Other revenue. Other revenue decreased to $4,000 for the three months
ended June 30, 2004 from $159,000 for the three months ended June 30, 2003. This
decrease was primarily due to our decision not to pursue certain consulting
projects and consulting services to third parties during 2004.

Cost of subscriber airtime. Cost of subscriber airtime increased 60%,
to $739,000 for the three months ended June 30, 2004 from $463,000 for the three
months ended June 30, 2003. This increase was primarily due to the recording of
one-time reductions of accruals during the three months ended June 30, 2003 for
certain subscriber-related costs recorded in prior periods. We expect the number
of our subscribers to remain relatively constant to levels at June 30, 2004 as
we continue to improve our subscriber profile, which we expect will result in
comparable costs.

Cost of network operations. Cost of network operations decreased to
$155,000 for the three months ended June 30, 2004 from $584,000 for the three
months ended June 30, 2003. This reduction reflects our recent consolidation of
our Go.Web and WyndTell production systems into a single data center operated by
a third party provider.

Cost of equipment revenue. Cost of equipment revenue decreased 84%, to
$80,000 for the three months ended June 30, 2004 from $486,000 for the three
months ended June 30, 2003. This decrease primarily was due to lower sales of
mobile devices. In addition, during the second quarter of 2003 a non-cash
inventory charge of $200,000 was recorded to value a portion of our remaining
inventory at the lower of cost or market. We expect cost of equipment revenue to
increase slightly as we continue to provide devices to new subscribers of our
Wynd services.

Sales and marketing. Sales and marketing expenses decreased 52%, to
$209,000 for the three months ended June 30, 2004 from $437,000 for the three
months ended June 30, 2003. This decrease primarily was due to decreased
advertising and marketing activities, including advertising costs paid to third
parties and a decrease in salaries and benefits for personnel performing sales
and marketing activities. We expect sales and marketing expenses to increase as
a percentage of sales as we introduce new products and services to the consumer
marketplace.

General and administrative. General and administrative expenses
decreased 41%, to $1.3 million for the three months ended June 30, 2004 from
$2.2 million for the three months ended June 30, 2003. This decrease primarily
was due to decreased professional fees for infrastructure buildout and general
corporate activities, decreased salaries and benefits for personnel performing
business development and general corporate activities, amounts paid to third
parties for professional services, a decrease in our bad debt expense and
decreased facility costs. We expect general and administrative expenses to
decline slightly as a result of our consolidation of business operations.

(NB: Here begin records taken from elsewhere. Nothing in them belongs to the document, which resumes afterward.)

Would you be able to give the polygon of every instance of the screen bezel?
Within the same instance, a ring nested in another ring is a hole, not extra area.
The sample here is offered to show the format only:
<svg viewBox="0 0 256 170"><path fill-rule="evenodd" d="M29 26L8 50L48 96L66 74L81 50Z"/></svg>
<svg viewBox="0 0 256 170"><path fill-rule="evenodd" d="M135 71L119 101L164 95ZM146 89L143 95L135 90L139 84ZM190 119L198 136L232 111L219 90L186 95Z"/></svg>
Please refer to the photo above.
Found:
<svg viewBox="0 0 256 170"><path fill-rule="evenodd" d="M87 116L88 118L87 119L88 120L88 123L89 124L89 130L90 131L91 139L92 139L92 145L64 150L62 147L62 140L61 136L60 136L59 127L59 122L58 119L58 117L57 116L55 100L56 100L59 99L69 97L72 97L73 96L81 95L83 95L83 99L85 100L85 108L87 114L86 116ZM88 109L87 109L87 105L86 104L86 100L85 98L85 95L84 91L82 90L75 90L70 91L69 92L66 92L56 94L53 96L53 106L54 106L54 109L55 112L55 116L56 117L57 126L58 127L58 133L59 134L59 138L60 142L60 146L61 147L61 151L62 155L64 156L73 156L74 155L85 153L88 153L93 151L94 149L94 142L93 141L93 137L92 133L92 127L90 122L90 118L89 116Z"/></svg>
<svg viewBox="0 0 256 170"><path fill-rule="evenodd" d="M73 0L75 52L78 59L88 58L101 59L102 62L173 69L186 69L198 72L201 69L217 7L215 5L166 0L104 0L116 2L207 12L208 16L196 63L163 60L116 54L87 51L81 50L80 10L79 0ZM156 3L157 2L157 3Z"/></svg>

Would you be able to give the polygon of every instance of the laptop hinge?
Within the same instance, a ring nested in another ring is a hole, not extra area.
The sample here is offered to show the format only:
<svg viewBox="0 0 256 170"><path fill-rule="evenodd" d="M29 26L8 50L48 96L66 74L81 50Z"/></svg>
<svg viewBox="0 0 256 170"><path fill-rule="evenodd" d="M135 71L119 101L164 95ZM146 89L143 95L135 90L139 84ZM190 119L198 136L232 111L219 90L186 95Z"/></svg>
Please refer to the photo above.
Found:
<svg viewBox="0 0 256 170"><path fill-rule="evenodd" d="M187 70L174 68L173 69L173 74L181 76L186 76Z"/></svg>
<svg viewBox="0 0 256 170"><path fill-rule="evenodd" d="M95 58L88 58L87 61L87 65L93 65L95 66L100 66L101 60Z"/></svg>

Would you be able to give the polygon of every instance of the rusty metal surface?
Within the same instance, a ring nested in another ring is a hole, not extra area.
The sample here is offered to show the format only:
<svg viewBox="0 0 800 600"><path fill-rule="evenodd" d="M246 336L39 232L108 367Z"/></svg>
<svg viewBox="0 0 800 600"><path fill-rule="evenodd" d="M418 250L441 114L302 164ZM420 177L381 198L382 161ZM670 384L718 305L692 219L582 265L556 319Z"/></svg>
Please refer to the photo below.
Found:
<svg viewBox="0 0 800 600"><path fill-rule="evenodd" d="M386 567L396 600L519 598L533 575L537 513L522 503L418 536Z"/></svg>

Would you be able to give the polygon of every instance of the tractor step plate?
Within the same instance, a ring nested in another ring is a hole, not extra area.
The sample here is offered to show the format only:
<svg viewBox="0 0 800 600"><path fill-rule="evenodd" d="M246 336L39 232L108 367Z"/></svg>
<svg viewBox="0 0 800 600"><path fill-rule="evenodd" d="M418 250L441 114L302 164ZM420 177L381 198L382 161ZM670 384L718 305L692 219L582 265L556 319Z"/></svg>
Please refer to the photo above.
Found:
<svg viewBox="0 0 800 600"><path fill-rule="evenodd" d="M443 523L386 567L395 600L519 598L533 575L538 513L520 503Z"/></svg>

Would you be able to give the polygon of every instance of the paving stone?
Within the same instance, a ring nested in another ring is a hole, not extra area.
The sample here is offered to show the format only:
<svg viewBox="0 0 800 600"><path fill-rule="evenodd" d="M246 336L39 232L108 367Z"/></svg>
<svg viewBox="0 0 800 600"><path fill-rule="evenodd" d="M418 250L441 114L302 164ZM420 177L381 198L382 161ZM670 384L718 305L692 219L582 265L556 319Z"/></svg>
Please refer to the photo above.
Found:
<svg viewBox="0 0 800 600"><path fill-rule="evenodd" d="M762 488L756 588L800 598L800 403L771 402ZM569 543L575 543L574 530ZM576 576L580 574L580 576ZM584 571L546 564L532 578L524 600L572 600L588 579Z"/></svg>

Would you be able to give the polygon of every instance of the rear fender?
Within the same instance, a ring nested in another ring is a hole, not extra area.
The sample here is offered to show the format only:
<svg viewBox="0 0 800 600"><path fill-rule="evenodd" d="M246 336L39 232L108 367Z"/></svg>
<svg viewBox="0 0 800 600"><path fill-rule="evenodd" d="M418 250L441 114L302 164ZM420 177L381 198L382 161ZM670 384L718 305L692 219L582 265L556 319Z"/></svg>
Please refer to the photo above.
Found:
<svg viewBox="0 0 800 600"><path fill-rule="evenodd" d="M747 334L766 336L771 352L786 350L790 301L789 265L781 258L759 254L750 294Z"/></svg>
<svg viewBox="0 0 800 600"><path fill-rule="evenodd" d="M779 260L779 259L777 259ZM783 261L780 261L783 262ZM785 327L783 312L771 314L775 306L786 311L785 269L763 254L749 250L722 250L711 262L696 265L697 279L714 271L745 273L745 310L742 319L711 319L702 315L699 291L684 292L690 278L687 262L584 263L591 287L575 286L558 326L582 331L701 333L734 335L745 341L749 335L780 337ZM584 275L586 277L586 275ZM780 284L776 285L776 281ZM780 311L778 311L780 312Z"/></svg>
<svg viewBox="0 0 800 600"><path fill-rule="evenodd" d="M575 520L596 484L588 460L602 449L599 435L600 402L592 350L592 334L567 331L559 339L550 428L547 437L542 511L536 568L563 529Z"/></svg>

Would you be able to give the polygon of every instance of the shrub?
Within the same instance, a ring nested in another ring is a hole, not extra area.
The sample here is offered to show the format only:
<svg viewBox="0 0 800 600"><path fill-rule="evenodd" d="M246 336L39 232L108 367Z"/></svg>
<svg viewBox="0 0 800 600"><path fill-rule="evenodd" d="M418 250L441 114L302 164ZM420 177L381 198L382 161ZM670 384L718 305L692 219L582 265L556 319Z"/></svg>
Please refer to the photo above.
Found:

Research and development. Research and development expense decreased to
$117,000 for the three months ended June 30, 2004 from $381,000 for the three
months ended June 30, 2003. This decrease primarily was due to a reduction in
personnel performing research and development activities.

Amortization of other intangibles. Amortization of other intangibles
decreased to $183,000 for the three months ended June 30, 2004 from $322,000 for
the three months ended June 30, 2003.

Impairment of long-lived assets. During the second quarter of 2003, we
identified certain indicators of impairment including recent changes in the
Company's 2003 operating and cash flow forecasts, and changes in our strategic
plans for certain of our acquired businesses which required that we evaluate the

-11-


appropriateness of the carrying value of our long-lived assets, principally
goodwill recorded upon the acquisition of OutBack Resource Group, Inc.,
("Outback"). A write-down of goodwill totaling $193,000 was recorded during the
second quarter of 2003, reflecting the amount by which the carrying amount of
the respective reporting unit exceeded its respective fair value. In addition,
as a result of our recent strategic alliance with EarthLink, we evaluated the
carrying value of certain software and equipment, which were idled, upon our
most recent transition of certain activities to EarthLink. As a result of this
evaluation, during the second quarter of 2003, we wrote-off specific assets with
a carrying value of $1.1 million.

Gain on sale of subscribers. Gain on sale of subscribers resulted from
our comprehensive strategic alliance whereby EarthLink purchased all of the
Company's cellular digital packet data (CDPD) subscribers as well as certain of
the Company's Cingular and Motient network subscribers. As a result of this
agreement, we recorded a gain on the sale of subscribers of $565,000 during the
three months ended June 30, 2003.

Interest income. Interest income increased to $36,000 for the three
months ended June 30, 2004 from $3,000 for the three months ended June 30, 2003.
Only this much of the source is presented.